I have a source system that gives me data like this:
Name |Hobbies
----------------------------------
"Han" |"Art;Soccer;Writing"
"Leia" |"Art;Baking;Golf;Singing"
"Luke" |"Baking;Writing"
Each hobby list is semicolon delimited.
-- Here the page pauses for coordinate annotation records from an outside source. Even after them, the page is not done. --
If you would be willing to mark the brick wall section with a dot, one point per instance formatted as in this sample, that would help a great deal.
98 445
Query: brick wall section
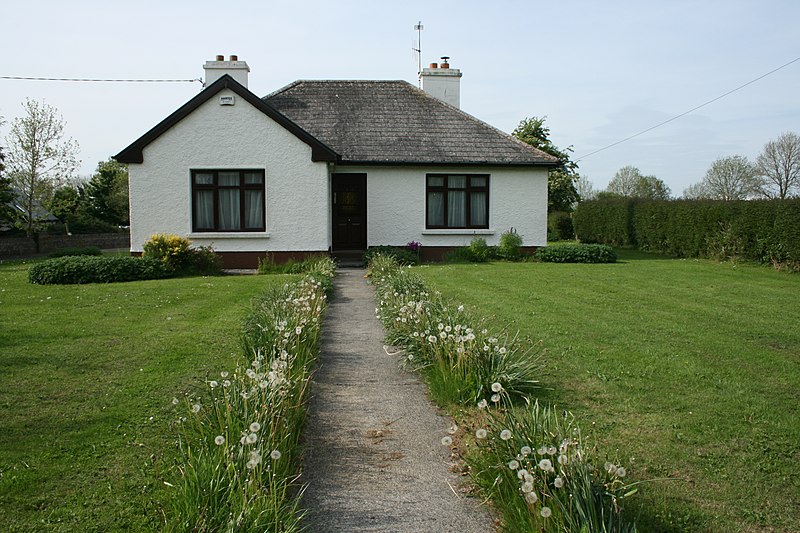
16 247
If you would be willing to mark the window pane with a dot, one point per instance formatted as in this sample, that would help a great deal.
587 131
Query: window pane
204 209
254 209
229 209
478 181
204 179
436 209
253 178
477 209
228 178
456 209
456 182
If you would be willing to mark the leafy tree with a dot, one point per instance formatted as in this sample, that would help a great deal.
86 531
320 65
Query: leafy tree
39 158
65 204
585 188
728 178
562 194
779 166
106 193
629 181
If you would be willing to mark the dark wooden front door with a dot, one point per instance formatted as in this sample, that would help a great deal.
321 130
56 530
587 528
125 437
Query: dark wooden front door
349 212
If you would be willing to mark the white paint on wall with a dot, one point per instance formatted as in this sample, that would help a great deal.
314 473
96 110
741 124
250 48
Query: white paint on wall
396 205
231 137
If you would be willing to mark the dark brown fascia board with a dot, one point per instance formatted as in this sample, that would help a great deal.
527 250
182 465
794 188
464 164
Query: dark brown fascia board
447 164
133 153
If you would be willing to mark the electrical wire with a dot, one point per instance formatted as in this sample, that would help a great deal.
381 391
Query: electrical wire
676 117
97 80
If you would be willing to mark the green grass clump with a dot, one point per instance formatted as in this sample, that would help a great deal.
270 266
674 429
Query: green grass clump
455 351
87 374
240 438
541 475
687 367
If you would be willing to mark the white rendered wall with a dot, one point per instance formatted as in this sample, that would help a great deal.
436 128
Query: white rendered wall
235 137
396 205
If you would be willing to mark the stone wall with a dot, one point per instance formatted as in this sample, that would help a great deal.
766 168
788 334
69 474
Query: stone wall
16 247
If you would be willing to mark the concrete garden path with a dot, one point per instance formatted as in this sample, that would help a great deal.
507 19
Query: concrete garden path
375 461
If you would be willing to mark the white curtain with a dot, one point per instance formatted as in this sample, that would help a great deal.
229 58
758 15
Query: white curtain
456 209
204 209
229 218
436 209
477 209
253 209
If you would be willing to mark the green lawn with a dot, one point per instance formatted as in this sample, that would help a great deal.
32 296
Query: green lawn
689 369
87 375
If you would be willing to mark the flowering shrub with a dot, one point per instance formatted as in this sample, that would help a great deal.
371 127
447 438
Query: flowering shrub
178 255
542 476
456 352
240 435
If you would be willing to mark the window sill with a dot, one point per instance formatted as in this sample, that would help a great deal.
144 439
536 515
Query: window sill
460 231
229 235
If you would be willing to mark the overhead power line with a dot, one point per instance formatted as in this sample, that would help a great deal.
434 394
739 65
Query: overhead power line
676 117
97 80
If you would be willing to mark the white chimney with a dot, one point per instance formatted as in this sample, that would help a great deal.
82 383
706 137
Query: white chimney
238 70
442 82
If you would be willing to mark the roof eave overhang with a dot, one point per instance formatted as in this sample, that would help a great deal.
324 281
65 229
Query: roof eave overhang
134 152
358 162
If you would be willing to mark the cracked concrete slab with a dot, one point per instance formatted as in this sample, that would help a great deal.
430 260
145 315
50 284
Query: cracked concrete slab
374 459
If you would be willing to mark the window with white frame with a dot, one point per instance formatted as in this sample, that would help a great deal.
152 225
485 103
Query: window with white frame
456 201
228 200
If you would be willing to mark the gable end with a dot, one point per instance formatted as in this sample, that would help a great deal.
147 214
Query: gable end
134 152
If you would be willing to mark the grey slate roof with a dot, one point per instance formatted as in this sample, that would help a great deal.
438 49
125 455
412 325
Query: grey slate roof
382 122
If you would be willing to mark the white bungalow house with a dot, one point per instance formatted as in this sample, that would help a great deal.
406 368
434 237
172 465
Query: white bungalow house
323 167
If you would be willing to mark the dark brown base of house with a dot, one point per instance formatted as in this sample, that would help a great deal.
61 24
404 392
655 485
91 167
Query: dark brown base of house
435 254
248 260
242 260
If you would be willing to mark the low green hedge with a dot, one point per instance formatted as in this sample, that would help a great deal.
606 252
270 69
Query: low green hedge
577 253
91 269
66 252
403 255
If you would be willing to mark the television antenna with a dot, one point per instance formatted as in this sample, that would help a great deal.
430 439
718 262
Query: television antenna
416 47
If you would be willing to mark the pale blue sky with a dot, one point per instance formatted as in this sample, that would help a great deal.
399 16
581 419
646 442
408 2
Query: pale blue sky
600 71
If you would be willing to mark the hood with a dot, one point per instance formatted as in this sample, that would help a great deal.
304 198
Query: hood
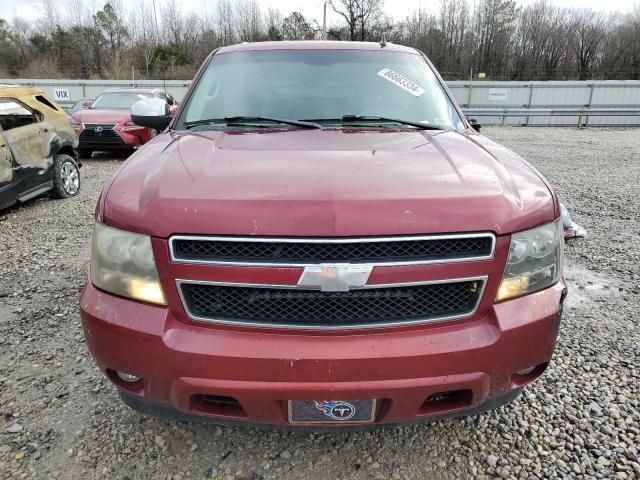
325 183
102 116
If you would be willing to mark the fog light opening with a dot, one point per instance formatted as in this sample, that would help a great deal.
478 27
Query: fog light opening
126 381
218 405
525 371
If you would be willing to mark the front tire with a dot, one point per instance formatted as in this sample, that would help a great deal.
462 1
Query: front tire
66 177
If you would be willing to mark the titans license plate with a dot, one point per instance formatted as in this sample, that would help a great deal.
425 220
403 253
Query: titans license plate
331 411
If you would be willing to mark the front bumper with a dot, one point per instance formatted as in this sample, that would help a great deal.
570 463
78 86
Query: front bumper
473 362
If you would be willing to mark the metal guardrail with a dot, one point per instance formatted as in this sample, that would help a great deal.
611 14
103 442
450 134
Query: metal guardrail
582 115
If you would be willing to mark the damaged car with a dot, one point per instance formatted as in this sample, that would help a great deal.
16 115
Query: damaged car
38 147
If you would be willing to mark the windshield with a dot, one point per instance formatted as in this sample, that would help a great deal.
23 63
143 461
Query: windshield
322 86
118 100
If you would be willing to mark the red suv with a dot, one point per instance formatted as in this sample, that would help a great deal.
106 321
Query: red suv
105 124
320 238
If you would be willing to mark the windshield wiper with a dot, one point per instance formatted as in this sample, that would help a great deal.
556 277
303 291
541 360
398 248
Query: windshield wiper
240 120
376 119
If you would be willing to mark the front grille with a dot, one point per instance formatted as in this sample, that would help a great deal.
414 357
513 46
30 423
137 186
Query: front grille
312 308
366 250
106 135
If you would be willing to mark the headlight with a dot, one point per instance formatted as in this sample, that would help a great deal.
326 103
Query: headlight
123 263
535 261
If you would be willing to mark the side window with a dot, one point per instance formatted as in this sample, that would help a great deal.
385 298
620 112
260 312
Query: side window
14 114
I want to turn this into a table like structure with a column for each hobby and a flag to indicate if a person selected that hobby:
Name |Art |Baking |Golf |Singing |Soccer |Writing
--------------------------------------------------------------
"Han" |1 |0 |0 |0 |1 |1
"Leia" |1 |1 |1 |1 |0 |0
"Luke" |0 |1 |0 |0 |0 |1
Here's code to generate the sample data in a pandas dataframe:
>>> import pandas as pd
>>> df = pd.DataFrame(
... [
... {'name': 'Han', 'hobbies': 'Art;Soccer;Writing'},
... {'name': 'Leia', 'hobbies': 'Art;Baking;Golf;Singing'},
... {'name': 'Luke', 'hobbies': 'Baking;Writing'},
... ]
... )
>>> df
hobbies name
0 Art;Soccer;Writing Han
1 Art;Baking;Golf;Singing Leia
2 Baking;Writing Luke
Right now, I'm using the following code to get the data into a datatrame that has the structure I want, but it is really slow (my actual data set has about 1.5 million rows):
>>> df2 = pd.DataFrame(columns=['name', 'hobby'])
>>>
>>> for index, row in df.iterrows():
... for value in str(row['hobbies']).split(';'):
... d = {'name':row['name'], 'value':value}
... df2 = df2.append(d, ignore_index=True)
...
>>> df2 = df2.groupby('name')['value'].value_counts()
>>> df2 = df2.unstack(level=-1).fillna(0)
>>>
>>> df2
value Art Baking Golf Singing Soccer Writing
name
Han 1.0 0.0 0.0 0.0 1.0 1.0
Leia 1.0 1.0 1.0 1.0 0.0 0.0
Luke 0.0 1.0 0.0 0.0 0.0 1.0
Is there a more efficient way to do this?